And that works fantastically as, fantastically well for a lot of applications. However, the challenge with that is that, it tends to be a little bit more of an opaque market and something that happens, on the back. So, you know, that outpacing means that if you're you're 1 of these data brokers trading financial data, great. But if you're not, you you don't really have access to that sort of data. Right? I think the 3rd category would be the idea of, you know, what I think of as a data cooperative. And the idea here is, you know, market publicly that this data cooperative exists. Right? So it's not this opaque hidden thing that you have to be an insider in order to access, but it's something that's publicly available. But in order for you to be part of this data cooperative and to be able to get access to the data from other contributors, you yourself has to be a contributor, have to be a contributor.
And I think that model is interesting because what it does is, you know, it allows you to, have everybody benefit from, that sort of membership, you know, mentality that that gives access to not only your own data but everybody else's data, you know, as as a member of that cooperative. But it does so in a way that's, publicly, accessible to others who might wanna join. But I think the challenge of, the idea of data cooperatives is that, there's a code start problem. Right? So if you wanna publicly invite people to share data, you know, I think there's a little bit of a you first, kinda mentality.
And I think that leads to, the notion of data cooperatives being hard to get off the ground, you know, in the early days. And so I think, you know, when I think about these 3 different models, open data, when I think about data brokerages, when I think about data cooperatives, they all have their their virtues and benefits, but they also all have their challenges and drawbacks.
[00:16:25] Unknown:
And the data cooperative in particular has the question of what sort of a governance model do you put in place of, who is going to be in charge of providing the access to the data? Is there going to be any sort of metering involved between the companies as far as providing a certain amount of data gets you a certain amount of usage or if somebody wants to be able to, just pay to be able to access the dataset without necessarily contributing additional information to it?
[00:16:55] Unknown:
Yeah. It's that's a really great question. I think, governance is probably, you know, really at the heart of a lot of these things. Right? Like, good governance, the sense of fair rules and a fair fair game is 1 of 1 of the best things that you can do to actually encourage, proper data sharing. I think we've seen, governance up to now form, you know, come in the form of, you know, industry consortiums, for example. Right? And it's worked pretty well for certain applications. Right? So for example, the Semiconductor Research Corporation forming a consortium between different types of semiconductor research and manufacturing companies.
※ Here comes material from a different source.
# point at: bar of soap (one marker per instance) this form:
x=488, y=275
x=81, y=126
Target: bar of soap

Right? They're thinking about what are the collective, technology challenges they need to solve, what sort of knowledge can they share to help them all kinda move forward. Even even though some of those members might be competitors because they recognize that, everybody needs to benefit from solving some technical hurdle for them to all as an industry kind of continue to grow and progress.
And I think I think if you have, very, very strong governing bodies, which, you know, maybe they're comprised of a committee that is representative, you know, of the different members, or however else. I think that can work well. But I I think we're also seeing a new kind of, governance model emerge now, which is exciting. At the same time, kinda like scary. And it it's sort of an Internet first model. And that's that's the idea of, you know, using cryptographic protocol networks to govern that where you have Internet based rules for saying, you know, saying what you get for what sort of contribution and Internet based rules for saying, you know, whether or not you've, you know, properly contributed data that you said you have contributed.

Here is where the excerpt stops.